Desde que ha dejado la cárcel, a Joe Ligon le han preguntado varias veces si tenía miedo de salir y aterrizar en un mundo que solo conocía por televisión, pero él no lo entiende: “¿Por qué? No tenía miedo, no señora, no tenía miedo, estoy muy feliz de haber llegado vivo a este momento”.
Entró en prisión en 1953, cuando tenía 15 años, Dwight D. Eisenhower era presidente de Estados Unidos y un chico negro como él no podía estudiar en la misma escuela que los blancos. No era su caso, entonces no sabía leer ni escribir porque apenas había pisado el colegio.
Salió a la calle el pasado 11 de febrero, 68 años después, a los 83. Era el preso más viejo del país sentenciado a cadena perpetua siendo menor. Lo que más le sorprendió no fue ni el teléfono móvil, ni el ruido, ni la gente, sino los altos edificios de Filadelfia.
“Nada de esto estaba cuando entré en la cárcel, impresiona mucho…”, decía el miércoles mirando a través de la ventana de la oficina de su abogado, en el centro de la ciudad. Ahora tiene 84 años y es un hombre larguirucho de brazos fuertes, con bíceps muy marcados, y una mezcla de paz y tristeza en la cara.
Puede contar los primeros años de su vida de forma preciosista, hasta la misma noche que lo detuvieron, también las anécdotas de tal o cual preso, allá por los sesenta, los ochenta, los noventa… Durante toda esa vida que ha vivido fuera del sistema.
Luego vacila sobre lo más reciente, los detalles de su proceso, y apenas recuerda nada de su juicio.
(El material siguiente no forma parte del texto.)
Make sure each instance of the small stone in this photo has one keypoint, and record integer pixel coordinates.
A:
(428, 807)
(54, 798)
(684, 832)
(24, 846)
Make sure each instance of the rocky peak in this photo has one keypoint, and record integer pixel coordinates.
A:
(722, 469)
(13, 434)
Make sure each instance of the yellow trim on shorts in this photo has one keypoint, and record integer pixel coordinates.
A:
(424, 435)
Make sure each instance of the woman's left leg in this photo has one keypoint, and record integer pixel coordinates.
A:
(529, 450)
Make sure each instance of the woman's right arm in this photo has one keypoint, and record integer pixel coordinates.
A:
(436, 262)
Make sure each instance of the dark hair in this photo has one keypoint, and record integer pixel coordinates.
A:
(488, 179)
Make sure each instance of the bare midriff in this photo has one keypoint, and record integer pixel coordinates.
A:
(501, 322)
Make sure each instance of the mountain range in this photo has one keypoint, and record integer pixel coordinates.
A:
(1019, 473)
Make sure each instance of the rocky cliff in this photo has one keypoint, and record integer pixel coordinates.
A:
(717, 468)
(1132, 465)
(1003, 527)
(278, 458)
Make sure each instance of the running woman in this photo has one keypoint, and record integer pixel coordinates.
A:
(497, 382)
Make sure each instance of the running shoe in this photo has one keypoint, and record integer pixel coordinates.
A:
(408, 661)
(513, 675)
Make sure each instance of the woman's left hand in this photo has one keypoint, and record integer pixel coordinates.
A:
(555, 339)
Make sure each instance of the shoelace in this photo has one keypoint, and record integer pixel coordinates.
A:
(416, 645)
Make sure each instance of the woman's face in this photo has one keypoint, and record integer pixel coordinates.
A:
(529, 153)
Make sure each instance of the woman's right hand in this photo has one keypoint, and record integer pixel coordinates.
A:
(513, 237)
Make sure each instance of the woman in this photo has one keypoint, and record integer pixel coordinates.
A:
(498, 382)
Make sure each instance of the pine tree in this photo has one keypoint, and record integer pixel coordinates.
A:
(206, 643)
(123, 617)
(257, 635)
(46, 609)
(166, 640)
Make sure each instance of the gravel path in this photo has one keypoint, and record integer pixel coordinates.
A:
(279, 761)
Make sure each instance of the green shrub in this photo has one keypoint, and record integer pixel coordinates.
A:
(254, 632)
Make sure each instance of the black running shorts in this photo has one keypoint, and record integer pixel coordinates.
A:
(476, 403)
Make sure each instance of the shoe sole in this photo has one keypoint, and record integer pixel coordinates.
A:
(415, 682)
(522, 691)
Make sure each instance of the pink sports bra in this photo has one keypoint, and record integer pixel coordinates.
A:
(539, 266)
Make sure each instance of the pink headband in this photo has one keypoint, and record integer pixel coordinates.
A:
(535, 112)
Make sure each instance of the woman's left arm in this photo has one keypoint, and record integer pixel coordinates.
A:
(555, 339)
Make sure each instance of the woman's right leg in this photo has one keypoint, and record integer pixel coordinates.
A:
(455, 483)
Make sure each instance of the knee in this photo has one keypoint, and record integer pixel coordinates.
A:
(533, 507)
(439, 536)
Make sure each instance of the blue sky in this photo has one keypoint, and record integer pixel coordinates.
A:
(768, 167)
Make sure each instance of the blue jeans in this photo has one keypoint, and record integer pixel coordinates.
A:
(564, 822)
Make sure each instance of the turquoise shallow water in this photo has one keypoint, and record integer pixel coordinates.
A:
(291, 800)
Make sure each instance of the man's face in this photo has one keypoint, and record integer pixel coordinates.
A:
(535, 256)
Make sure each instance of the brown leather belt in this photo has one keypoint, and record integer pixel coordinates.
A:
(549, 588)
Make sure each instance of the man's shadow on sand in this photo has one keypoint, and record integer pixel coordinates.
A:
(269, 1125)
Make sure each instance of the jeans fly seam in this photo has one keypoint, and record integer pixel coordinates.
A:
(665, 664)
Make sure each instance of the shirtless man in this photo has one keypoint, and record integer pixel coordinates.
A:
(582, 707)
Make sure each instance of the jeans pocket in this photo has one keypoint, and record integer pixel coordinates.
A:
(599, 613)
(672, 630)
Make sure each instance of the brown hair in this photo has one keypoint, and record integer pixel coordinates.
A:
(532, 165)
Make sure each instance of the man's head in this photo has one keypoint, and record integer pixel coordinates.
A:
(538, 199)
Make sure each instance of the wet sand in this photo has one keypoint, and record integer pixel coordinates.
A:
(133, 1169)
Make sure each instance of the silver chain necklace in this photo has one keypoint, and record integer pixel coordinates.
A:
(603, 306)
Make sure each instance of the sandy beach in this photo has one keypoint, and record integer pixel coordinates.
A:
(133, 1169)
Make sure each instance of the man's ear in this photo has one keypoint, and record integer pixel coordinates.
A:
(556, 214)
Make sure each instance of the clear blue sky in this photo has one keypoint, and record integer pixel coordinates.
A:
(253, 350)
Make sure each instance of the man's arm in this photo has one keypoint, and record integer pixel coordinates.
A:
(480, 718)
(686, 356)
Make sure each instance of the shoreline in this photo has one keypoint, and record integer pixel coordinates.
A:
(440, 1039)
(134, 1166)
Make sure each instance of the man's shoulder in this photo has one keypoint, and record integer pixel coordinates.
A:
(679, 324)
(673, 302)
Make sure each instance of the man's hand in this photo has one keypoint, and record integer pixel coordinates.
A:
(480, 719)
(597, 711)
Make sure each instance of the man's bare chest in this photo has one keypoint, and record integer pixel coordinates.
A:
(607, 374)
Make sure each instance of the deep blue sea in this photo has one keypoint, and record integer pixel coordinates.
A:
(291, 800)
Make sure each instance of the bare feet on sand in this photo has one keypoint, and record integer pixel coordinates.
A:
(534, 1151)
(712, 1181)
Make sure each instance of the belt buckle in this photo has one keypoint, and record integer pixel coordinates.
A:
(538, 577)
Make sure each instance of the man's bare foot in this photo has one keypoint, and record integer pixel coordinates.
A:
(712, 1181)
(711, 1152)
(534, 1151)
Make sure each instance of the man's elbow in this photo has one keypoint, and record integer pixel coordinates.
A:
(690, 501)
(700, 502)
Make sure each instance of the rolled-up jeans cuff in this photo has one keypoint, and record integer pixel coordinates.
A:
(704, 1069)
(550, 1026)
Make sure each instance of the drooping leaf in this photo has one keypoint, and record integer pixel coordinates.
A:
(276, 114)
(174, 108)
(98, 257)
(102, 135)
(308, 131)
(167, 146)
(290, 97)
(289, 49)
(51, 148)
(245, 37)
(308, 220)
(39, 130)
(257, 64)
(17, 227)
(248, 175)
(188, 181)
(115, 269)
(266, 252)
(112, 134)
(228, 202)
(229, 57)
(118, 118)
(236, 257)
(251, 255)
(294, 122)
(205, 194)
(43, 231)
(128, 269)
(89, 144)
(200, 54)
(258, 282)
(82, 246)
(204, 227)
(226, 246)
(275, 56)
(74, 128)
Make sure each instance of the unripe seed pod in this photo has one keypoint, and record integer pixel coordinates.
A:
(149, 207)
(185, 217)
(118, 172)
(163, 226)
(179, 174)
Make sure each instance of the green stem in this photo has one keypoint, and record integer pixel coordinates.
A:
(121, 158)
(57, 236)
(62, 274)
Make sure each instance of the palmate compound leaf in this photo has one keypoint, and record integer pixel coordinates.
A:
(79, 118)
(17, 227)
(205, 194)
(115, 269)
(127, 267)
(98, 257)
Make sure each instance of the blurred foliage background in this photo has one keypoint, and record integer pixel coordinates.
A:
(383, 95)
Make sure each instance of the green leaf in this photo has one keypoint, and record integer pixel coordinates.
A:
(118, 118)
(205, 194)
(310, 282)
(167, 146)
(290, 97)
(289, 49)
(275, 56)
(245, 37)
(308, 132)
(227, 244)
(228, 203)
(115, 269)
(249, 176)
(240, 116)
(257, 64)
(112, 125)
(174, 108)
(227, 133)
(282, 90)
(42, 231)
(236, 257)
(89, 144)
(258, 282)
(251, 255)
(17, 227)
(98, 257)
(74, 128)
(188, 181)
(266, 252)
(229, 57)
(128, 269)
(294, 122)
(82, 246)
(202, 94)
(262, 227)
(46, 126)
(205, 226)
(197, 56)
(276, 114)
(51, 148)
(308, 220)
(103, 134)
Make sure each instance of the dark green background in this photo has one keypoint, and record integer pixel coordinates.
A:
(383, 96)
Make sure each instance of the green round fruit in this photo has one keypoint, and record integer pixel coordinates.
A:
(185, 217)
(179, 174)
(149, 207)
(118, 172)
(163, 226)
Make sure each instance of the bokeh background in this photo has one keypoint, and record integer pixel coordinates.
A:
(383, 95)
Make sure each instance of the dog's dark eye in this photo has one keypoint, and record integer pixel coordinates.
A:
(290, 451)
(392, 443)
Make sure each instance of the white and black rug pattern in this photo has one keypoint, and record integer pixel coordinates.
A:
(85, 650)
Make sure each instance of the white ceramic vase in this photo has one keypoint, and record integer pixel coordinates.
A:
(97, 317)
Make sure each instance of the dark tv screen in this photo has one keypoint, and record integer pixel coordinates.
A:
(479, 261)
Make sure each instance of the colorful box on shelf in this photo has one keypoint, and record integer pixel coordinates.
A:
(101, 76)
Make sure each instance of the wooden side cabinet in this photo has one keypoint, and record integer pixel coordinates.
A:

Duró un solo día, el 9 de junio de 1953, y tan solo tomó la palabra para declararse culpable. Ligon fue condenado a cadena perpetua por participar en una serie de agresiones y robos una noche en Filadelfia que dejaron varios heridos y dos hombres muertos.
Él había llegado a la ciudad dos años antes desde el viejo sur. Nació el 3 de mayo de 1937 en Alabama y se crio recogiendo algodón y ayudando a sus abuelos con el ganado. A los 13 años, cuando su familia se mudó a Pensilvania, empezó a ir al colegio, pero sin mucho éxito ni continuidad.
Aquel 20 de febrero, él y otros adolescentes, todos menores, se emborracharon y se pusieron a asaltar a gente por la ciudad. Joe admite que atacó a personas, pero asegura que no mató a nadie, aunque en el juicio se declaró culpable. Cuatro de los cinco fueron juzgados a la vez y condenados por asesinato. Cumplió los 16 antes del juicio, pero ya estaba entre rejas.
Entonces empezó el resto de su vida. Entre rejas cumplió la mayoría de edad, se hizo mayor, luego viejo y le empezaron los primeros achaques. Aprendió a leer y a escribir. Se hizo boxeador. Perdió a sus padres. Enfermó de cáncer. Se curó.
Pasó por seis cárceles, vio varias de ellas cerrar y una de ellas, la Eastern State, hasta convertirse en un museo. Desde la televisión, vivió el transcurso de la Historia: la guerra de Vietnam, la llegada del hombre a la Luna, los atentados del 11-S, el primer trasplante de corazón, la victoria de Donald Trump.
“Las noticias de las cinco [de la tarde] te llevaban de viaje por el mundo. No he estado en ningún lugar más que Alabama y Pensilvania, pero me ponía cada día delante de la tele y veía el mundo”, cuenta.
Su historia refleja la dureza de la justicia penal contra los criminales juveniles en EE UU, donde hasta 2005 ni siquiera estaban exentos de la pena de muerte. Aquel mismo año Joe Ligon conoció a Bradley Bridge, un abogado de la Asociación de Defensores de Filadelfia, que estudió su caso y fue a la cárcel a proponerle luchar por su liberación.
Hasta entonces, Ligon apenas conocía bien su propia situación y sus opciones. “En el juicio no tuvieron demasiado cuidado en demostrar que Ligon estaba con los chicos que mataron a dos hombres y él no es legalmente responsable de eso. En 1953 no prestaron la misma atención a eso que la que se prestaría hoy”, señala el abogado. De ser juzgado ahora “hubiese sido hallado culpable de agresión y tentativa de homicidio probablemente y hubiese recibido una condena de 5 a 10 años de cárcel”.